Washington Coming of Age

Washington Coming of Age

There are probably only a handful of films about Georgetown specifically, compared to the dozens that are set in DC, and none can capture the elusive pains of new adulthood like one particular Brat Pack feature. Watching a movie when you’re at the same age as the characters in the film can be an empowering experience. Of course, this is what Hollywood banks on, and they always seem to bank on viewers being between 18-24 years old.

This is a good bet, because there are always people in that age range, and the strange magic of films makes it so that we only get a six-year window where the stories told up there are really our stories, meant for us. It would be nice to know ahead of time, so we can make sure we pay more attention. There are times, too, when we feel like we’ve fallen completely into their trap, seeing something that reflects us, and we might be easily influenced at the time, enough to accept all the projections we’re being offered.

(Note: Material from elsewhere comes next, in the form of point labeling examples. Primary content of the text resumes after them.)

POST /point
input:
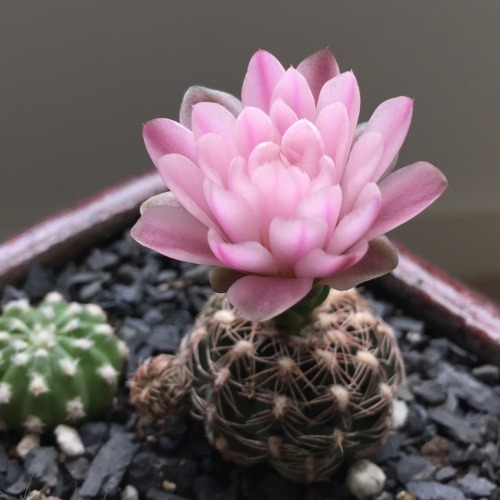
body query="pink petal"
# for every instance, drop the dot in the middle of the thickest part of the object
(333, 125)
(291, 239)
(317, 69)
(363, 161)
(282, 116)
(210, 117)
(405, 193)
(354, 225)
(249, 256)
(381, 258)
(294, 91)
(186, 180)
(392, 119)
(239, 183)
(264, 72)
(281, 188)
(213, 158)
(166, 198)
(194, 95)
(344, 89)
(319, 263)
(302, 145)
(260, 298)
(324, 204)
(265, 152)
(253, 127)
(233, 214)
(170, 230)
(327, 175)
(163, 136)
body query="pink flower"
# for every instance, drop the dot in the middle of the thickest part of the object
(282, 186)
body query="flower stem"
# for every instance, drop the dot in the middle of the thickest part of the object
(293, 320)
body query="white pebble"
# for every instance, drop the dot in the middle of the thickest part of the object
(365, 479)
(399, 414)
(69, 441)
(29, 442)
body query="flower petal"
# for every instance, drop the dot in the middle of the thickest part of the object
(318, 263)
(282, 116)
(166, 198)
(172, 231)
(354, 225)
(291, 239)
(324, 203)
(317, 69)
(249, 256)
(333, 125)
(163, 136)
(363, 161)
(264, 72)
(233, 214)
(260, 298)
(212, 117)
(186, 180)
(381, 258)
(294, 91)
(213, 158)
(302, 146)
(344, 89)
(405, 193)
(392, 119)
(196, 94)
(253, 127)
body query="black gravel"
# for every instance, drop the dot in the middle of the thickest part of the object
(448, 449)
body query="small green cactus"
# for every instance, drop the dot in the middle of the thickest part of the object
(59, 363)
(301, 401)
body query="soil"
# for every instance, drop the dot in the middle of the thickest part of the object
(449, 447)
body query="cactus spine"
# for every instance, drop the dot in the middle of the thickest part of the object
(59, 363)
(303, 402)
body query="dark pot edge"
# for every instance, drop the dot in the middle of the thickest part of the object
(420, 287)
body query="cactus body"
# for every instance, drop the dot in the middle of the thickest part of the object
(302, 402)
(59, 363)
(160, 389)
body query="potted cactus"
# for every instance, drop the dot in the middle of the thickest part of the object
(60, 363)
(289, 198)
(302, 379)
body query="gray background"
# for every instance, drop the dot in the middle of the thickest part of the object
(78, 78)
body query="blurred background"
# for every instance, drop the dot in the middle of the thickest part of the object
(79, 78)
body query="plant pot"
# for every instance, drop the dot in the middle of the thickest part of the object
(447, 307)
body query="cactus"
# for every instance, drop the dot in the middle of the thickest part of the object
(303, 402)
(160, 389)
(59, 363)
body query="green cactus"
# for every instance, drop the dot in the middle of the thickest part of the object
(303, 402)
(59, 363)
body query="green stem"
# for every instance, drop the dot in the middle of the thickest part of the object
(293, 320)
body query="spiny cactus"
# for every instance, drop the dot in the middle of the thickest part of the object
(303, 402)
(160, 389)
(59, 363)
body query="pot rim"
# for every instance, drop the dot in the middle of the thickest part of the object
(424, 290)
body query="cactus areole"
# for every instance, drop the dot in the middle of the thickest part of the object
(59, 363)
(289, 199)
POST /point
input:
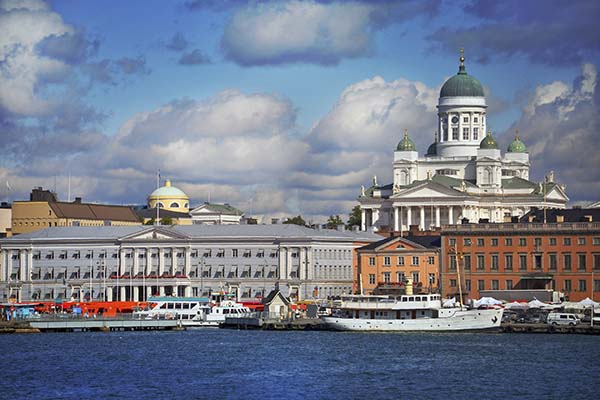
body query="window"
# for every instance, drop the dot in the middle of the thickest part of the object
(401, 277)
(552, 262)
(567, 285)
(566, 262)
(508, 262)
(480, 262)
(522, 262)
(416, 278)
(467, 262)
(581, 261)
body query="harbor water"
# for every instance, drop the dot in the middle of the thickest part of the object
(230, 364)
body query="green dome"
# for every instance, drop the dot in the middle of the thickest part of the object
(488, 142)
(517, 146)
(462, 84)
(432, 149)
(406, 144)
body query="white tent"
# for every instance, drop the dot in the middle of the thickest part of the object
(515, 305)
(486, 301)
(587, 302)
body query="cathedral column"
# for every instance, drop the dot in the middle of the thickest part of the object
(363, 220)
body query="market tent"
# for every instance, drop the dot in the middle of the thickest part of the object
(486, 301)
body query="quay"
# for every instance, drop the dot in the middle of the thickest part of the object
(88, 325)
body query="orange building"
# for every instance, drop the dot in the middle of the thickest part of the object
(560, 256)
(391, 261)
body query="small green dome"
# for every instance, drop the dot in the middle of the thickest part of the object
(406, 144)
(462, 84)
(517, 146)
(432, 149)
(488, 142)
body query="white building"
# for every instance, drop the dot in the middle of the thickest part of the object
(463, 175)
(135, 262)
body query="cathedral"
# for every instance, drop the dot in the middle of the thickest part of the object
(463, 177)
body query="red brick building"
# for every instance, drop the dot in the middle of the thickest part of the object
(557, 255)
(389, 262)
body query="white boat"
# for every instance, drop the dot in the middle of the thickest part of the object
(419, 312)
(190, 311)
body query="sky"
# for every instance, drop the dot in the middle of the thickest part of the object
(281, 108)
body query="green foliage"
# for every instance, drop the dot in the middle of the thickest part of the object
(298, 220)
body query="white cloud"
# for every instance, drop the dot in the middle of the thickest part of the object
(294, 31)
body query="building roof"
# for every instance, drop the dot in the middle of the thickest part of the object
(462, 84)
(93, 211)
(568, 215)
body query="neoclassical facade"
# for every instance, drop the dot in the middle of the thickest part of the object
(134, 262)
(463, 175)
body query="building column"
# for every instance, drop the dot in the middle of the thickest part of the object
(363, 219)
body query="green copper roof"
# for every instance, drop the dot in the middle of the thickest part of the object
(432, 149)
(517, 146)
(406, 144)
(462, 84)
(488, 142)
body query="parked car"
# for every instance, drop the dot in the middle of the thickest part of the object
(562, 319)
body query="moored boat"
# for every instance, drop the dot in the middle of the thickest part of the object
(422, 312)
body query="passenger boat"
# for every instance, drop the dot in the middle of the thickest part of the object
(190, 311)
(418, 312)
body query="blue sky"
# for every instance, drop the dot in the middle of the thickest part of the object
(281, 108)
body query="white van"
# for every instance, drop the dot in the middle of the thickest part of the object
(562, 319)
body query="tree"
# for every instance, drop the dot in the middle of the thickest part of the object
(354, 218)
(296, 221)
(334, 221)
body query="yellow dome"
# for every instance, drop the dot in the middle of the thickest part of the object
(169, 198)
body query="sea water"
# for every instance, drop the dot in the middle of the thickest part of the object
(231, 364)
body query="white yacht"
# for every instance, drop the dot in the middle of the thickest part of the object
(414, 312)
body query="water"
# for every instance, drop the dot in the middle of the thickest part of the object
(230, 364)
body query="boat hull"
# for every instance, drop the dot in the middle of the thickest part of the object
(467, 320)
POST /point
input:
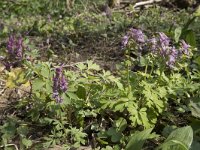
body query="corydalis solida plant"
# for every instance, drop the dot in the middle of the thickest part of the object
(59, 84)
(14, 52)
(161, 46)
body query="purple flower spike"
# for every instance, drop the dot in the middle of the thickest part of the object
(164, 40)
(19, 48)
(59, 85)
(125, 41)
(137, 35)
(63, 84)
(10, 45)
(185, 47)
(153, 42)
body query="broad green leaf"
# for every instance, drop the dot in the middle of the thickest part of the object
(92, 66)
(179, 139)
(16, 78)
(195, 107)
(137, 140)
(27, 142)
(121, 124)
(115, 136)
(197, 12)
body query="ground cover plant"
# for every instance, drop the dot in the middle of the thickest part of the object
(76, 77)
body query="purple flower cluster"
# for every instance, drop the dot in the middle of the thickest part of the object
(59, 85)
(136, 34)
(14, 52)
(159, 45)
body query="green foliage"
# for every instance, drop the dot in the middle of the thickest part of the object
(179, 139)
(105, 109)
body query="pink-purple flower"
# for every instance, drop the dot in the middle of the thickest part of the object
(59, 84)
(14, 52)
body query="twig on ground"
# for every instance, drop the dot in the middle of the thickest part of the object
(146, 3)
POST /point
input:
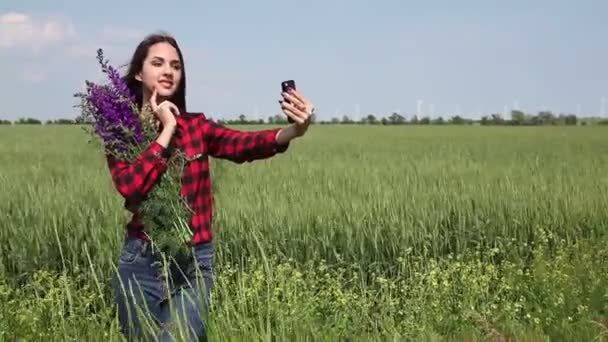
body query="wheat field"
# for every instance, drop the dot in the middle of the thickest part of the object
(355, 233)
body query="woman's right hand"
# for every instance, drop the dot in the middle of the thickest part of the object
(164, 111)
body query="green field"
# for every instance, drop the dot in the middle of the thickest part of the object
(356, 233)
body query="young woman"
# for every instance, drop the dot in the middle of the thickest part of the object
(157, 77)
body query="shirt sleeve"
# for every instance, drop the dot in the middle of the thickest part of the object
(240, 146)
(134, 180)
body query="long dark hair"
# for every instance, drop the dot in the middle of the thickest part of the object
(136, 64)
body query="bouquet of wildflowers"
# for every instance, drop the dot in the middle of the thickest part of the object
(125, 132)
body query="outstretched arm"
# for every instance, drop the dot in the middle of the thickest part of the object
(241, 146)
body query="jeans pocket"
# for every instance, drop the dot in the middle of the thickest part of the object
(131, 252)
(128, 257)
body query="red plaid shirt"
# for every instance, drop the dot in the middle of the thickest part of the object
(198, 138)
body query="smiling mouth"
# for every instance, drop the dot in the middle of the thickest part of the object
(166, 84)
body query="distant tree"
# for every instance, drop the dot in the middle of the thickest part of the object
(28, 121)
(396, 119)
(518, 118)
(347, 120)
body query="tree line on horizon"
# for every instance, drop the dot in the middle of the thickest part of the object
(518, 118)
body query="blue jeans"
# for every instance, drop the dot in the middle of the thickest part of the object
(146, 299)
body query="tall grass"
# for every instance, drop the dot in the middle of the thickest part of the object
(360, 232)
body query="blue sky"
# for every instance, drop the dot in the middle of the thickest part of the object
(466, 57)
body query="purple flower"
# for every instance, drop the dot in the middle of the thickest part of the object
(109, 108)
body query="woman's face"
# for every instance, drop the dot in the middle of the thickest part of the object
(161, 70)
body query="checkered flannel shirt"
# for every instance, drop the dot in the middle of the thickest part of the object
(198, 138)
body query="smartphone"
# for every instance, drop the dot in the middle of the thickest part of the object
(285, 85)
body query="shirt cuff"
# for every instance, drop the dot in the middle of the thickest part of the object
(159, 151)
(278, 148)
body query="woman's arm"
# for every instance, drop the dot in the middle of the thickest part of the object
(134, 180)
(242, 146)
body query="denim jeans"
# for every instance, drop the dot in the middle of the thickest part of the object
(147, 300)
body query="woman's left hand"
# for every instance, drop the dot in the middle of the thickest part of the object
(297, 107)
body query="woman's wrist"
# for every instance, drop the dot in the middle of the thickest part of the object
(286, 134)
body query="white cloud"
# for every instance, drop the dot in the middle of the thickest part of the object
(34, 76)
(121, 34)
(18, 30)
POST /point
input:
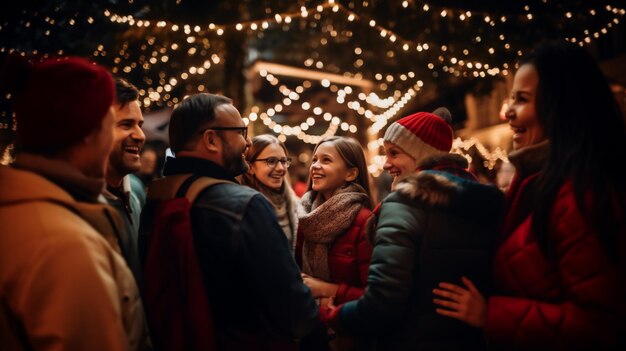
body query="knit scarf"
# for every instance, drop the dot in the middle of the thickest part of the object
(321, 222)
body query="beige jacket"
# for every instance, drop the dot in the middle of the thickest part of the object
(63, 285)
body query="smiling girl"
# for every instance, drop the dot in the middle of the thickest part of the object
(333, 247)
(268, 161)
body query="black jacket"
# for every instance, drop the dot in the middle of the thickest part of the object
(436, 227)
(253, 284)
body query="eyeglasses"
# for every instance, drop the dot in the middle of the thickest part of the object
(273, 161)
(241, 130)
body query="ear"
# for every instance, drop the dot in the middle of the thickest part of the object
(353, 173)
(211, 141)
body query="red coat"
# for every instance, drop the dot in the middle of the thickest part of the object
(577, 299)
(348, 259)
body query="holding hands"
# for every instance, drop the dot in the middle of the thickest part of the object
(466, 304)
(319, 288)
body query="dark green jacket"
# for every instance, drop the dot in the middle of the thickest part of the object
(436, 227)
(129, 202)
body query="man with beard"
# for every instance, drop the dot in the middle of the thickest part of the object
(123, 190)
(252, 283)
(63, 284)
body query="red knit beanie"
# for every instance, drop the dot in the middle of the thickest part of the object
(421, 135)
(61, 102)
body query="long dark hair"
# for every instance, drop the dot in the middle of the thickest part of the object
(586, 130)
(352, 154)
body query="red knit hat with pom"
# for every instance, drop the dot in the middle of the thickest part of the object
(60, 102)
(421, 135)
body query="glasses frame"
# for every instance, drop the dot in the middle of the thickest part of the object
(286, 162)
(243, 129)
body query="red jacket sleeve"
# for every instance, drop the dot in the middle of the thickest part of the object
(587, 310)
(346, 292)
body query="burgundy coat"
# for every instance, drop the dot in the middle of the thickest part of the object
(576, 299)
(348, 259)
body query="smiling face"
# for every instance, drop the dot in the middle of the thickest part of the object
(270, 177)
(329, 171)
(234, 143)
(398, 163)
(522, 111)
(129, 139)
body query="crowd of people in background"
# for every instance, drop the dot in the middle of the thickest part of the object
(103, 249)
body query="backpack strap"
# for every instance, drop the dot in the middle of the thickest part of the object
(181, 185)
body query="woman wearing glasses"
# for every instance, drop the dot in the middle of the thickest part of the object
(268, 162)
(333, 248)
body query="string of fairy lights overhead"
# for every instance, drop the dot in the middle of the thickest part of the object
(202, 42)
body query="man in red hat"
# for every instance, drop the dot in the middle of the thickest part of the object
(63, 284)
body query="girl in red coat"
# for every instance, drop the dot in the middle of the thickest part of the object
(333, 248)
(560, 268)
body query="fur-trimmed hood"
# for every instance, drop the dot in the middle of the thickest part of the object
(462, 196)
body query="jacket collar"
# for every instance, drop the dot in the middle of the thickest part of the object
(81, 187)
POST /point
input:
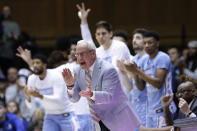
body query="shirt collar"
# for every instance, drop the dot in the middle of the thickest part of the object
(91, 68)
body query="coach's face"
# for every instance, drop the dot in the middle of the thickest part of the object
(85, 56)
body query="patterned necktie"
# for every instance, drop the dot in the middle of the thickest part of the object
(94, 116)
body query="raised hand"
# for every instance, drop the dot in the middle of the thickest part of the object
(68, 78)
(166, 100)
(131, 67)
(83, 13)
(25, 54)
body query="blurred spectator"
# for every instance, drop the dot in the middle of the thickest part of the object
(3, 85)
(13, 107)
(9, 122)
(185, 52)
(72, 41)
(10, 35)
(187, 103)
(191, 61)
(12, 88)
(37, 121)
(175, 60)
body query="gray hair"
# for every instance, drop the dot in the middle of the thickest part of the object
(192, 44)
(90, 44)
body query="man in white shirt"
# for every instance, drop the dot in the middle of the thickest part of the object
(98, 81)
(49, 86)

That kind of conscious assent to image is a key to the power of cinema, and it’s a strange and baffling thing that has complex potential that no one since Godard has cared to explore with any intelligence. It’s certainly not there in St. Elmo’s Fire , the 80s film I’m looking at here, and perhaps that lack of intelligence is what helped us to believe we weren’t being fooled, and instead we were being sung to.

The movie did make me want to go there, to book one of the Washington hotel suites that might get me close enough to their college. I wanted to have drinks with Rob Lowe, hang out with Andrew McCarthy and write angsty poetry, and eventually declare my undying love for Ally Sheedy. There might be time for the last one still, but the other two fell away into a celluloid ideal, whose power lies hidden in the obsessions of a generation.